Which of these statements can you assert with a high degree of certainty?
If I cut of John's head, he will die.
If I show John video of someone he loves about being bloodily murdered, he will feel horror.
John will disrobe in a doctor's office but not in an elementary school.
If I tell John, "That woman's top just fell off", he'll immediately look.
If I tell John that there is an invisible man in the sky who will throw him into a lake of fire forever if he eats prawns, he will not eat the prawns.
On the surface, these statements seem to be arranged in descending order of certainty. But then you get to the last one and it is unclear where that should statement should rank. Then it becomes clear that ranking these statements is based upon a series of assumptions about the nature of John, John's past, and what forces are acting on John. Is John human (could be a name for my robot). If he is, is he a sociopath? On drugs? Being threatened with a gun to his daughter's head?
But it is still useful. The usefulness is already understood in the notion that you
can predict someone's future actions. The limitations are real, you are correct; in real life,being unable to determine 100% of a person's past is incredibly daunting, and even if we did we'd need exacting information about their environment as well as their physical state. At the same time can be allowed for and mitigated. After all, the same limitations are present in every endeavor. We don't know 100% of anything, except those things we've made up
[1].
Yet even with those limitations we have developed disciplines that seek to express cause and effect because it is vital to our survival; if
this, then
that. And we apply it to everything, and then when it comes to ourselves, we say "Whoa! Whoa! That's not right!

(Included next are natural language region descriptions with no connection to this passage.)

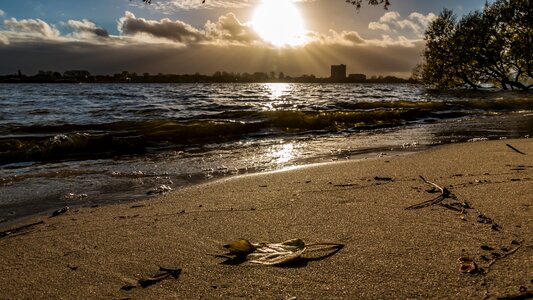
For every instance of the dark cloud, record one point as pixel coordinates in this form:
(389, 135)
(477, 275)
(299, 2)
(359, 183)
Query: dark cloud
(177, 31)
(224, 45)
(86, 26)
(35, 26)
(206, 59)
(229, 29)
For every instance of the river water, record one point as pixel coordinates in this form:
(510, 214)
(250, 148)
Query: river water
(92, 144)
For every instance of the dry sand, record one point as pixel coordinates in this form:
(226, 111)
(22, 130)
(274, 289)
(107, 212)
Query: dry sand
(389, 252)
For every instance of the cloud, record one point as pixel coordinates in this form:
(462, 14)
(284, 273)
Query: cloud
(86, 26)
(353, 38)
(225, 44)
(32, 26)
(3, 39)
(415, 23)
(229, 29)
(177, 31)
(171, 6)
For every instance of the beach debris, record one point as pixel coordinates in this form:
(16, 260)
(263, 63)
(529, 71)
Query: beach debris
(60, 211)
(160, 190)
(73, 196)
(514, 149)
(444, 194)
(273, 254)
(19, 229)
(164, 273)
(468, 266)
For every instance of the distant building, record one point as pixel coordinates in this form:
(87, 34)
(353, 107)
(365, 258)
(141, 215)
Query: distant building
(357, 77)
(338, 72)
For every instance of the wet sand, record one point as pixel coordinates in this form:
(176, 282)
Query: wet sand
(390, 251)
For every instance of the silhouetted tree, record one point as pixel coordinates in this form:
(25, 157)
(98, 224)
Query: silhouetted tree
(493, 45)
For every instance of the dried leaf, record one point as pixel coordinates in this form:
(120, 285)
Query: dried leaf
(273, 253)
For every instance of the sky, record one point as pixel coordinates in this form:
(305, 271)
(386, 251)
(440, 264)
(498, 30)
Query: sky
(296, 37)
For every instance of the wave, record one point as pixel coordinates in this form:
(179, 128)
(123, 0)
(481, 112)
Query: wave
(91, 141)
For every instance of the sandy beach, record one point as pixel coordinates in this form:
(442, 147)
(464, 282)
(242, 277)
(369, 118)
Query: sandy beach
(482, 222)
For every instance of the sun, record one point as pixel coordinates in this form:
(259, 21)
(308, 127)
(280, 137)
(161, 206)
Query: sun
(279, 22)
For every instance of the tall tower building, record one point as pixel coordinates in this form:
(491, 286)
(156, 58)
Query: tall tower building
(338, 72)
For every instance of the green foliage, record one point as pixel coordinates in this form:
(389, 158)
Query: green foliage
(489, 46)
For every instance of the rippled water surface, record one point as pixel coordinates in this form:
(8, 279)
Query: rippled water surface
(84, 144)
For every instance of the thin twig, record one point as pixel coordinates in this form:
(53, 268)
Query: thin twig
(444, 193)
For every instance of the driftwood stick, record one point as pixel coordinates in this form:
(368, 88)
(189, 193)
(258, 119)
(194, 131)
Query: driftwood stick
(516, 150)
(17, 229)
(444, 193)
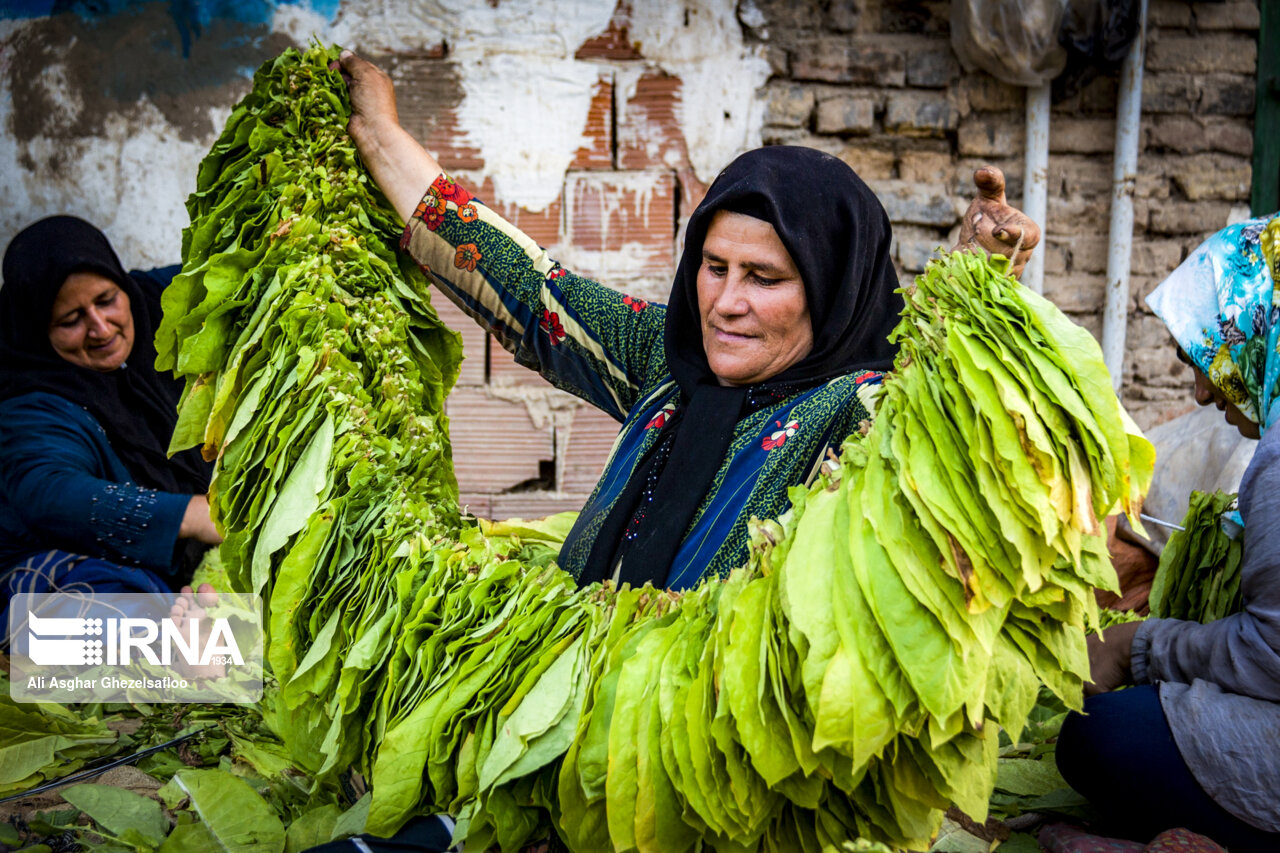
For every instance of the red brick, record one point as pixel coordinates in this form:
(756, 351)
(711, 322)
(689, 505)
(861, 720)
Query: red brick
(622, 223)
(475, 341)
(615, 42)
(649, 133)
(496, 445)
(534, 505)
(583, 448)
(542, 226)
(598, 153)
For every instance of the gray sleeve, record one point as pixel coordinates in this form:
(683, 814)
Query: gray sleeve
(1240, 652)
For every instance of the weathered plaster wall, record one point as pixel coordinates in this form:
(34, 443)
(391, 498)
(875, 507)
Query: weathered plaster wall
(595, 124)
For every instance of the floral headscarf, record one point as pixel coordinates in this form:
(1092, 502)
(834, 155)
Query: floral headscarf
(1224, 311)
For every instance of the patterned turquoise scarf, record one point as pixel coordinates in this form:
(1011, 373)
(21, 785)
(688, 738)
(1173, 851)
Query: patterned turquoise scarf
(1224, 311)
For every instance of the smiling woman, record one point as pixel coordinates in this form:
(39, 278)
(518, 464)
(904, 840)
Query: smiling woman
(92, 323)
(87, 492)
(767, 356)
(755, 318)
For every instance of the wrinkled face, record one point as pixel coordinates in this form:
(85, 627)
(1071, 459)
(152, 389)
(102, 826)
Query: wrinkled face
(91, 324)
(1206, 392)
(750, 300)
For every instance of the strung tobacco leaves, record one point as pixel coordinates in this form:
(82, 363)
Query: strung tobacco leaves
(1198, 578)
(836, 693)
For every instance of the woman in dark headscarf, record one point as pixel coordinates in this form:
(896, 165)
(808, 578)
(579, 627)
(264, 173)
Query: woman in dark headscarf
(768, 354)
(87, 492)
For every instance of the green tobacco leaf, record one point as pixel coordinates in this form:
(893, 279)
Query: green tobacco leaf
(118, 810)
(1027, 778)
(237, 819)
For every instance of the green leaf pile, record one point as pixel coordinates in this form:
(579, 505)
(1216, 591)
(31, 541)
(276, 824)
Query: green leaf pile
(316, 373)
(1198, 576)
(836, 693)
(44, 740)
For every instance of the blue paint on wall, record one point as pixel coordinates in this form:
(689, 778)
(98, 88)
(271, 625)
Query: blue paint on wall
(191, 16)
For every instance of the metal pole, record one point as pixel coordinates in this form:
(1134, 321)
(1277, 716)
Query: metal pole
(1115, 316)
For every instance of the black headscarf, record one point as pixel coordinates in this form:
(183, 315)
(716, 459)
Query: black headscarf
(133, 404)
(839, 236)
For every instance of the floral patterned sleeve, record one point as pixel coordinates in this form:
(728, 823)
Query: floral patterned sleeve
(581, 336)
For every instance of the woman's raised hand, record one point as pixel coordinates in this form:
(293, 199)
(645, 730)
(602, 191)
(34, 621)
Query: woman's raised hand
(373, 100)
(401, 168)
(995, 227)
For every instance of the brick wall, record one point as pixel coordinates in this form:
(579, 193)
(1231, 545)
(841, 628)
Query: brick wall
(876, 83)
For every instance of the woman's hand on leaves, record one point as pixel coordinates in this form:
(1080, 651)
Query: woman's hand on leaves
(197, 524)
(1109, 658)
(400, 165)
(995, 227)
(373, 101)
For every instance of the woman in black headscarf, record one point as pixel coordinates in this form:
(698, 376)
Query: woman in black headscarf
(87, 492)
(768, 354)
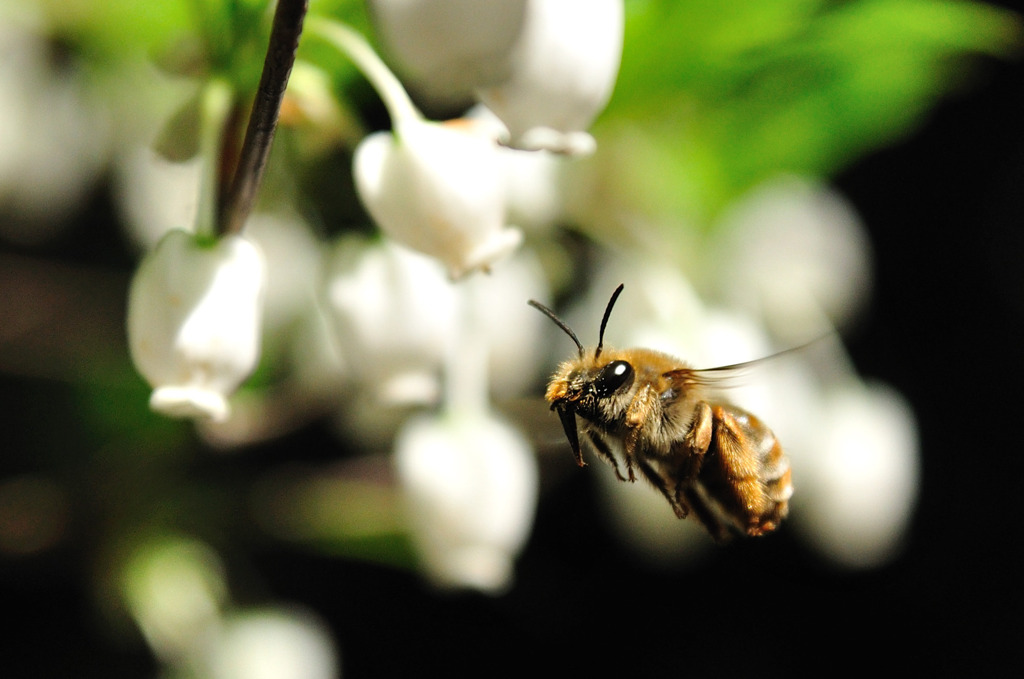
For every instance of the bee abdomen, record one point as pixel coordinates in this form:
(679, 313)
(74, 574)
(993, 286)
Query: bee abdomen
(747, 473)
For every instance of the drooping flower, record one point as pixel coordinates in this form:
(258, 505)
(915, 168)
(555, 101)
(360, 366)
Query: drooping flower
(561, 73)
(438, 188)
(546, 68)
(471, 484)
(194, 322)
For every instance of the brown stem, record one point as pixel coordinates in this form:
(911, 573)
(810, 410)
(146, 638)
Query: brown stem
(284, 42)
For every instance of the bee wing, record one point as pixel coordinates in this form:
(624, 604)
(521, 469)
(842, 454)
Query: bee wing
(733, 375)
(722, 377)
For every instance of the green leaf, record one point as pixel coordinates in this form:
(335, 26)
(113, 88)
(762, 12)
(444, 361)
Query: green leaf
(740, 91)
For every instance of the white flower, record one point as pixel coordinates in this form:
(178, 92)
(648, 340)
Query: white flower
(546, 68)
(194, 322)
(471, 483)
(393, 315)
(53, 136)
(794, 250)
(270, 644)
(437, 188)
(174, 589)
(448, 48)
(561, 73)
(859, 485)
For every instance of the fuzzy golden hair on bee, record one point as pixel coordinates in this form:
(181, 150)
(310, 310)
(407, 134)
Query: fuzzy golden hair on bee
(650, 415)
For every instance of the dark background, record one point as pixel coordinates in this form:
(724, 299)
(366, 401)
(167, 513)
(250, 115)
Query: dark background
(945, 210)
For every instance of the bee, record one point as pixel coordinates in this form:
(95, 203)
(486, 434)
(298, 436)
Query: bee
(652, 414)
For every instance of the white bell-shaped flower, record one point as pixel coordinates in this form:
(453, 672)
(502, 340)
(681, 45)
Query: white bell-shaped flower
(194, 322)
(471, 483)
(438, 188)
(444, 49)
(860, 484)
(560, 76)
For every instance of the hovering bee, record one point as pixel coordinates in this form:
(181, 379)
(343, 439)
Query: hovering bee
(650, 410)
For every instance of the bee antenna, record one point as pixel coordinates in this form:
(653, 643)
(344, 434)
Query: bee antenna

I'm SPECIAL!"Interestingly enough, we do the same thing when it comes to death. Also, when it comes to estimating our abilities in
things that we haven't actually tried[2]. It seems to be a human thing, and it may even be a necessary human thing, to have so little self-awareness that things that apply to [everything else in our observed existence] don't actually apply to us.
Don't get me wrong. There is apparently a degree of unpredictability in the universe. As I understand how decay works (and if I don't people will correct me), you can't tell
exactly when a particular atom of a radioactive element will decay, only that half of the atoms in a particular element will have decayed by a certain time. Human behavior covers a much larger range of options beyond "decay" and not decay", and is subject to a large variety of forces, including the forces that come from being able to manipulate its environment.
This lends a huge degree of uncertainty to complex issues, but like Newton's laws are sufficient to describe the way we interact with the observable universe on a day to day level, studies of human behavior can explain and predict on a certain scale. For the variables and unknowns, one can feel free to insert "free will" in the same way that one inserts "god" until we have better understanding of human behavior.
God and free will appear to be our go-to bookmarks for things we don't want to acknowledge about place in the universe.